Articles:
David Cameron´s mixed message

01.04.10 Publication:

Business endorsement for their NI cut is handy, but will not solve the Tories´ credibility gap with voters over ´efficiency savings´

No one is going to vote on the basis of a 1% rise, or cut, in National Insurance contributions (NICs). Credibility and fairness are the basic economic issues voters care about, surely – along, of course, with a general hope for a better future. For that reason, the businessmen´s letter in the Telegraph is a mixed blessing for George Osborne and the Tories. It will help his rather threadbare credibility, but whether it will help on fairness is more of an open question.

The Tories are quite right to attack Alistair Darling´s increase in NICs. It is rather incredible that a Labour chancellor should raise the principal tax on employment for middle-income groups just when the economy is still struggling to emerge from its long recession. The truth, of course, is that he thought it was a stealth tax: few would notice it, and so it would cause a lot less fuss than a straight rise in income tax.

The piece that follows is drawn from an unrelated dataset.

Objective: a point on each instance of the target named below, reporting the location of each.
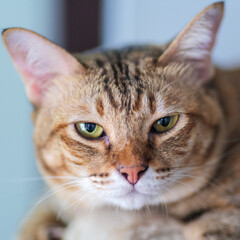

But for George Osborne to claim he is going to pay for his reversal of the NICs rise through “efficiency savings” is risible.

He was asking for trouble by making that claim, and in the Channel Four debate on Monday, Darling and Vince Cable were quite right to mock him on that point. Even if he were correct – and there is no guarantee that he is, since most new governments simply replace one lot of waste and inefficiency with a dollop of their own – the timing would do him no good. Reversing the NIC rise would cost the Treasury money immediately, whereas efficiency savings could not, even in the best of circumstances, raise much money for at least 12 months, possibly longer.

Having a slate of top businessmen support you cannot be bad, since they do employ a lot of people and do hold part of the economy´s future in their hands. But it carries two risks.

The first is the same as when a slate of economists wrote letters backing Tory policy on the budget deficit: it could well be that another group of business leaders might be drummed up by the ever-creative Lord Mandelson to say the opposite. The other, though, is that business leaders, with their far-from-middling-incomes, are not exactly popular right now. OK, they weren´t bankers. But if David Cameron and George Osborne want (as they should) to stand for the whole nation, rather than just the rich or the powerful, then this blurs that message.